Re: [PATCH v3 15/15] rebase: change the default backend from "am" to "merge"

Elijah Newren <newren@xxxxxxxxx> · Thu, 16 Jan 2020 13:30:38 -0800

On Thu, Jan 16, 2020 at 12:35 PM Jonathan Nieder <jrnieder@xxxxxxxxx> wrote:
>
> > Of course, arguing against myself, we could always tell them to just
> > implement a post-rewrite hook.
>
> That's an interesting facet I hadn't thought about before.
>
> It's tempting since it kind of minimizes the blast surface while
> providing people a way to keep doing what they had wanted.
>
> Historically "git cherry-pick" ran "git commit", causing it to run the

What do you mean "historically"?  I'm pretty sure this piece of code
is shared in the sequencer between rebase -i, rebase --merge, and
cherry-pick, so all three currently call post-commit unless I'm
mistaken.

> post-commit hook.  There's some related discussion at
> https://lore.kernel.org/git/20f33df8-7ba8-af26-e0c8-16152345c85b@xxxxxxxxxxxx/
> of other side effects of having run "git commit".
>
> ... oh! git cherry-pick doesn't run post-rewrite.  Interesting.
>
> To summarize what we've discussed so far:
>
>  A. run post-commit hook consistently in rebase --am and --merge modes

Could you spell these out a bit more?  I think by this option you mean
"Always run post-commit when commits are created", which includes
whether those commits were created by git-commit, git-rebase (any
backend), git-merge, git-cherry-pick, git-revert, git-am, etc. (but
with a glaring exception for fast-import and things that call it, much
like the exception post-rewrite already carves out for it).

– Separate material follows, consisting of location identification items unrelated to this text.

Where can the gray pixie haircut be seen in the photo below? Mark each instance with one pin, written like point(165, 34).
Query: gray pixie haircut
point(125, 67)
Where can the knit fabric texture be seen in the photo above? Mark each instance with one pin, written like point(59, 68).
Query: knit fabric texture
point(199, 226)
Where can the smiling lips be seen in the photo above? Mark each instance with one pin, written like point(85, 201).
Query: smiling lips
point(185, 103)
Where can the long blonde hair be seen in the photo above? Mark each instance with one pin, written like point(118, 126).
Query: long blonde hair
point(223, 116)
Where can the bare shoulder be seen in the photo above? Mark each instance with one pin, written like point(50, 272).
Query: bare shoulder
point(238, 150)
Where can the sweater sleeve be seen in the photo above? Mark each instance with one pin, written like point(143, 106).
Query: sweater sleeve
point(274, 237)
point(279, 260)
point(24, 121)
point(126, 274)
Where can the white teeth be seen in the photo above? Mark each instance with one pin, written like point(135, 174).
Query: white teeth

Much as I don't see a reason to make rebase --merge different than
rebase --am, I don't see a reason to differentiate between git-merge
and git-commit.  I also don't see why rebase --am should be different
than am.

>     Advantages:
>     * consistent with historic "rebase -i" behavior
>     * supports hooks like ctags generation that want to update state to
>       match what has been committed in the worktree (especially when
>       preparing for the rebase to stop due to conflicts)
>     * consistent with other commands like "git cherry-pick" that run the
>       post-commit hook
>
>     Disadvantages:
>     * invokes hooks more often in a setting they are not used to being
>       invoked in
>     * slows down rebase
>     * when post-commit hooks are used for deployment, exposes
>       intermediate states in the middle of a rebase to the deployment
>       environment
>     * inconsistent with "git am"

I don't want to introduce additional inconsistencies.  git-am and git
merge should be changed at the same time if we go this route.

>     Mitigations:
>     * could go through the normal warn about change, opt-in config,
>       opt-out config cycle to make the change smoother
>     * could provide new hooks (e.g., one run after a batch of objects
>       is created for applications similar to "git gc --auto", one run
>       when HEAD is updated for applications like the ctags one, one
>       run on ref update for applications like the deployment case) and
>       encourage authors to migrate to them
>     * could run the post-commit hook in "git am", too

>  B. stop running the post-commit hook in rebase

AND sometimes in both cherry-pick and git-revert, depending on the
number of commit(s) picked/reverted (see below).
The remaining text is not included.